I show that the results of this lack of uniformity are not always reasonable. On one hand, "innocent" victims do not have a de facto ability to sue anyone for their damage and are denied the right to file claims against insurers due to a narrow interpretation of the law, though their injury could have been interpreted, even if narrowly, as coverd by the law. On the other hand, people who are not "innocent" and violated the basic rules of driving (such as driving without a driving license, insurance coverage, or permission; or using a vehicle as a weapon, or to commit a crime) and were injured, may file claims both within the framework of the law or outside it. This result is not only unjust; it is also inconsistent with the social purpose of the law and with the policy whereby criminals should not benefit from their actions, a policy that reflects a public interest of utmost importance.

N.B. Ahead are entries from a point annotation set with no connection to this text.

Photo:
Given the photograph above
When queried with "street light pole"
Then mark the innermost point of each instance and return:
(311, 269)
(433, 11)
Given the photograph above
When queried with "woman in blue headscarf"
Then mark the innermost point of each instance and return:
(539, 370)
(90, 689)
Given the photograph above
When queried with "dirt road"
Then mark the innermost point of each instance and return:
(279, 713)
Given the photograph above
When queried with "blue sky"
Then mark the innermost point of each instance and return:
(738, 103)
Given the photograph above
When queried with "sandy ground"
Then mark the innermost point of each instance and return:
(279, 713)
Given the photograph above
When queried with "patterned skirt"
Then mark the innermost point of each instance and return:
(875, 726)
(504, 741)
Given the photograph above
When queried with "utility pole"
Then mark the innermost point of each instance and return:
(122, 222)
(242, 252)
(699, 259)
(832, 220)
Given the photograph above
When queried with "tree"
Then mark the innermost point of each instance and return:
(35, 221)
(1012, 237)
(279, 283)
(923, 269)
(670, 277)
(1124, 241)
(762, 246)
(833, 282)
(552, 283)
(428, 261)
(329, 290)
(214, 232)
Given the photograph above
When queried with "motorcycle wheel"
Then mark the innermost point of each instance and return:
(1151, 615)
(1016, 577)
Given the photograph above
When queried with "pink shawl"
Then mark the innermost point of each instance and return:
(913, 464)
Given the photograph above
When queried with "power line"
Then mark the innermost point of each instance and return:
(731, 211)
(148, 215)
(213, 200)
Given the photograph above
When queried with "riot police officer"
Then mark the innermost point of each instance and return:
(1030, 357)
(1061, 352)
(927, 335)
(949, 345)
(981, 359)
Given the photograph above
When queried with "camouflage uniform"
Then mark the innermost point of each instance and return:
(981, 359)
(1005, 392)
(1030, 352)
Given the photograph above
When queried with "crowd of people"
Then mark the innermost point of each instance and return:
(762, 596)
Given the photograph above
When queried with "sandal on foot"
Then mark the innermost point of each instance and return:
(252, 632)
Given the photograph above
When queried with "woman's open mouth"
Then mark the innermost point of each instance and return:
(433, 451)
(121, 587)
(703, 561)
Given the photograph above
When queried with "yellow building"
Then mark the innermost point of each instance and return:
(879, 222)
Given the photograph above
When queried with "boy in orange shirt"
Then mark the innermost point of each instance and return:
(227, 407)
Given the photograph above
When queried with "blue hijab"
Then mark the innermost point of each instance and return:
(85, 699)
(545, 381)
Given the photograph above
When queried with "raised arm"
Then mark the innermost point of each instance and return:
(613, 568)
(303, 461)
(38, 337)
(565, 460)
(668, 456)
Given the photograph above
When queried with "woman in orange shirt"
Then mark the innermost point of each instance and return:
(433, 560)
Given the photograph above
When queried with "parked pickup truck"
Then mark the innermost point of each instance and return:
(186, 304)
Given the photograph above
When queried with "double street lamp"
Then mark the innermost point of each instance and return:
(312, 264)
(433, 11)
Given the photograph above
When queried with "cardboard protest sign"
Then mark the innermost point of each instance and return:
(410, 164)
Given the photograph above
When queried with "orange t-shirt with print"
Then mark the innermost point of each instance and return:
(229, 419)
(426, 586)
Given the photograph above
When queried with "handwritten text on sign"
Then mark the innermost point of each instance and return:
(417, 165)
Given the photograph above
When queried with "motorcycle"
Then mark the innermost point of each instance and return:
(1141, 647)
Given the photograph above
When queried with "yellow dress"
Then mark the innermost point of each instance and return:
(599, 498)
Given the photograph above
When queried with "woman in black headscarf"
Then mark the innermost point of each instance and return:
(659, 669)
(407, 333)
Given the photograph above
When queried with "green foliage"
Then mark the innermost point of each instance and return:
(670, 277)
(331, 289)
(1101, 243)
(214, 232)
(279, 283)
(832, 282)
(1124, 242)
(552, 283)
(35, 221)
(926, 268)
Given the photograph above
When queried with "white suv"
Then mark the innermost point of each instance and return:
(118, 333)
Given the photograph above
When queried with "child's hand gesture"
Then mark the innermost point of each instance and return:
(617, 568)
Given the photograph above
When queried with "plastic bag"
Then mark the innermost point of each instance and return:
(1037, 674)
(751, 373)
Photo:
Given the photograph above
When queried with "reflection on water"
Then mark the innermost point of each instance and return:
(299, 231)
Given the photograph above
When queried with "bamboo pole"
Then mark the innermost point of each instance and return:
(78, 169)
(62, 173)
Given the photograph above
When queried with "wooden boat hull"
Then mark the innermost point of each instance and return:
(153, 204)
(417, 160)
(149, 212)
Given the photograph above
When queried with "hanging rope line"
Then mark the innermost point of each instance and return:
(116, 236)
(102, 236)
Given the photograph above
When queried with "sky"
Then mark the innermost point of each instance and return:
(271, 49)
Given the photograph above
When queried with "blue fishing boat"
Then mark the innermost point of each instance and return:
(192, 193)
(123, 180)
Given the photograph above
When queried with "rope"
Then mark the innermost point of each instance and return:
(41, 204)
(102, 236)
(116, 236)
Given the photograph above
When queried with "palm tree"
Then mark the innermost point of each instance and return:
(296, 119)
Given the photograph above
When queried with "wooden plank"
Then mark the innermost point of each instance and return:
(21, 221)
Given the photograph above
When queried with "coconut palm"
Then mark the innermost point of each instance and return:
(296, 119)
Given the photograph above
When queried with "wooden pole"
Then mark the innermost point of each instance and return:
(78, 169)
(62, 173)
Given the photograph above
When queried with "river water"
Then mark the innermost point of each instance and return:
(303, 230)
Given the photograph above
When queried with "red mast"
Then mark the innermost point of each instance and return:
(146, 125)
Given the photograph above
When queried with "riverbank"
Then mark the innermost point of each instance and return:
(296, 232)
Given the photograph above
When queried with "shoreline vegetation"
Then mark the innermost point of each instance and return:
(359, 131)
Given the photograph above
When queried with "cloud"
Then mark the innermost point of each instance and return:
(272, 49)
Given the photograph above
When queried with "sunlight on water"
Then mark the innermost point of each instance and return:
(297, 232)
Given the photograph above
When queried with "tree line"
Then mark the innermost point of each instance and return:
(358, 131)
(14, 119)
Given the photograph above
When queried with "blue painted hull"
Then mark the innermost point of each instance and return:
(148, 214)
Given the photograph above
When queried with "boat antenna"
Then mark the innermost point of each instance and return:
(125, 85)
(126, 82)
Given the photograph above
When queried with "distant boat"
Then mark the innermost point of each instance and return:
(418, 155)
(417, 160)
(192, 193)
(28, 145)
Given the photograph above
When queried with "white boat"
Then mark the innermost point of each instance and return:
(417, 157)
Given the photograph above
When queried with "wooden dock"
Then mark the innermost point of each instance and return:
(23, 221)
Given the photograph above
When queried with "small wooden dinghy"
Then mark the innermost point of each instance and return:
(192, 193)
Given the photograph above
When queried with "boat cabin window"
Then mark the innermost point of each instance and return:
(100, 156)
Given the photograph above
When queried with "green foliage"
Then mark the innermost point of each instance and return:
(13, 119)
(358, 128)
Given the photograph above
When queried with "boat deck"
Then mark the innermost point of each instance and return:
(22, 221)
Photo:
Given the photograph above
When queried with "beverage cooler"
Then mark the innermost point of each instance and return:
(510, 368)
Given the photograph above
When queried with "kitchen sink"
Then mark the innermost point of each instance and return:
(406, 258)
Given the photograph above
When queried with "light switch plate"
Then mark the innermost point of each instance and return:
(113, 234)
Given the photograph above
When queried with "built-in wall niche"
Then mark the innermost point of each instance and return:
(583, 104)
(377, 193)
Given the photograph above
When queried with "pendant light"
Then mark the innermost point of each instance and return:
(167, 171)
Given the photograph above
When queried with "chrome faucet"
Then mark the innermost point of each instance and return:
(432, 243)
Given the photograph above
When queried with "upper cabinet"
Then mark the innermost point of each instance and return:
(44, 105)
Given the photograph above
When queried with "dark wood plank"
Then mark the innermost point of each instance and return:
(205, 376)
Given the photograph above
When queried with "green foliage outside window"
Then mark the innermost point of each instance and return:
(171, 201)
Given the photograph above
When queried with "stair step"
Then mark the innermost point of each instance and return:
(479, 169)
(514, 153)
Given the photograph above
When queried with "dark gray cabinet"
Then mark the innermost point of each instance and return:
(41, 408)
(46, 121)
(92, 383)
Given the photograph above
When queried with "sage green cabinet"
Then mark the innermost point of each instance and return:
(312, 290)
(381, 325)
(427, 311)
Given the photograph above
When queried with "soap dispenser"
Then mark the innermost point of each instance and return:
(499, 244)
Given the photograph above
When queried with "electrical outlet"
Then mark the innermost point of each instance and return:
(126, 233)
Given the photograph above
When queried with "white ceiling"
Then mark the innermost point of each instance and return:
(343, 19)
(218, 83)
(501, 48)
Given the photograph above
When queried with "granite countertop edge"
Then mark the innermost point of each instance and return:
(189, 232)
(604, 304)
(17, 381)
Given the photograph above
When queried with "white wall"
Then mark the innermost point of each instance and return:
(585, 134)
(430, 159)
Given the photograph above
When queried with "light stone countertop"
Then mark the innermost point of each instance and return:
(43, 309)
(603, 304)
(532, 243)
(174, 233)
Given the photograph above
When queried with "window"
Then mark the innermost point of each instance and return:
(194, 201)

I show that the lack of uniformity produces results that harm "innocent" victims who were injured in carjacking incidents. If they are not covered by the law, then contrary to the principle of loss distribution, these victims cannot sue any other party de facto, so that the damage is allowed to remain where it fell. In light of the new Israeli Supreme Court interpretation, these injured parties face a hopeless situation in which the law does not apply to them. Such an interpretation is also inconsistent with the general tendency to increase the rights of the victims, including in civil law, particularly when the option to file a civil suit is not available to them. By contrast, injured parties that are not "innocent" and violate the basic rules of the driving act are often compensated by virtue of the law. Moreover, drivers who are not "innocent" and do not qualify under the Road Accident Victims Compensation Law still have the alternative of filing a claim under the Tort Law Ordinance, which in some respects is even better than filing a claim under the Road Accident Victims Compensation Law. I offer other interpretations that could change the outcome for "innocent" parties injured in carjacking incidents.
Note: Downloadable document is in Hebrew.